浏览器可能是使用最广泛的软件了。我将在这本书里解释浏览器后台是如何工作的。我们将会看到从你在浏览器的地址栏里敲下 ‘google.com’ 直到你看到浏览器窗口里显示出Google的网页之间发生了什么。

The browsers we will talk about 我们将要谈到的浏览器

There are five major browsers used today - Internet Explorer, Firefox, Safari, Chrome and Opera.
I will give examples from the open source browsers - Firefox,Chrome and Safari, which is partly open source.
According to the W3C browser statistics, currently(October 2009), the usage share of Firefox, Safari and Chrome together is nearly 60%.

So nowdays open source browsers are a substantial part of the browser business。

当今主流的浏览器一共有5种,分别是 Internet Explorer, FireFox, Safari, Chrome 以及 Opera。

我将从一些开源浏览器种给出示例,FireFox,Chrome,Safari这几种是部分开源的。

根据W3C 浏览器统计,目前(2009年10月),FireFox,Safari以及Chrome一共占据了浏览器将近60%的市场份额。

所以现在开源浏览器是浏览器业务的重要组成部分。

The browser’s main functionality 浏览器的主要功能

The browser main functionality is to present the web resource you choose, by requesting it from the server and displaying it on the browser window. The resource format is usually HTML but also PDF, image and more. The location of the resource is specified by the user using a URI (Uniform resource Identifier). More on that in the network chapter.

浏览器的主要功能是通过向服务器发出请求并将结果显示在浏览器窗口的方式展示用户选择的网络资源。常见网络资源的格式是HTML,当然也有PDF,image等等。这些资源在网络中的位置是用户通过URI(Uniform resource Identifier)指定的。在网络的章节会详细说明。

The way the browser interprets and displays HTML files is specified in the HTML and CSS specifications. These specifications are maintained by the W3C (World Wide Web Consortium) organization, which is the standards organization for the web.

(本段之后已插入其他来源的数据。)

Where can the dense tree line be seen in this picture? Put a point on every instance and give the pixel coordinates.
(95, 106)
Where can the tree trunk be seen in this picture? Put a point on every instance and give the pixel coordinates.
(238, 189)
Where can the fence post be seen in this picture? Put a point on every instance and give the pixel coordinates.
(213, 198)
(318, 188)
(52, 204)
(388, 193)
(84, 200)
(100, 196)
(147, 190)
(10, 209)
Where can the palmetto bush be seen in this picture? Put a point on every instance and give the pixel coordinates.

浏览器解释和显示HTML文件的方式是在HTML和CSS规范中指定的。这些规范是由W3C(World Wide Web Consortium)组织维护的,该组织是Web的标准组织。

The current version of HTML is 4 (http://www.w3.org/TR/html401/). Version 5 is in progress. The current CSS version is 2 (http://www.w3.org/TR/CSS2/) and version 3 is in progress.

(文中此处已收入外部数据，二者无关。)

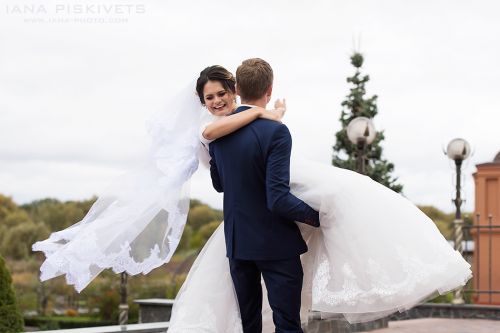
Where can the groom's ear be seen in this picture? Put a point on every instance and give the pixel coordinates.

当前HTML的版本是4(http://www.w3.org/TR/html401/),第5版正在进行中。目前CSS版本是2(http://www.w3.org/TR/CSS2/) ,第3版正在进行中。

For years browsers conformed to only a part of the specifications and developed their own extensions. That caused serious compatibility issues for web authors. Today most of the browsers more or less conform to the specifications.

多年来,各家浏览器只遵循了部分规范,并各自开发这自己的扩展功能。这给Web作者造成了严重的兼容性问题。今天大多数浏览器都遵循了规范。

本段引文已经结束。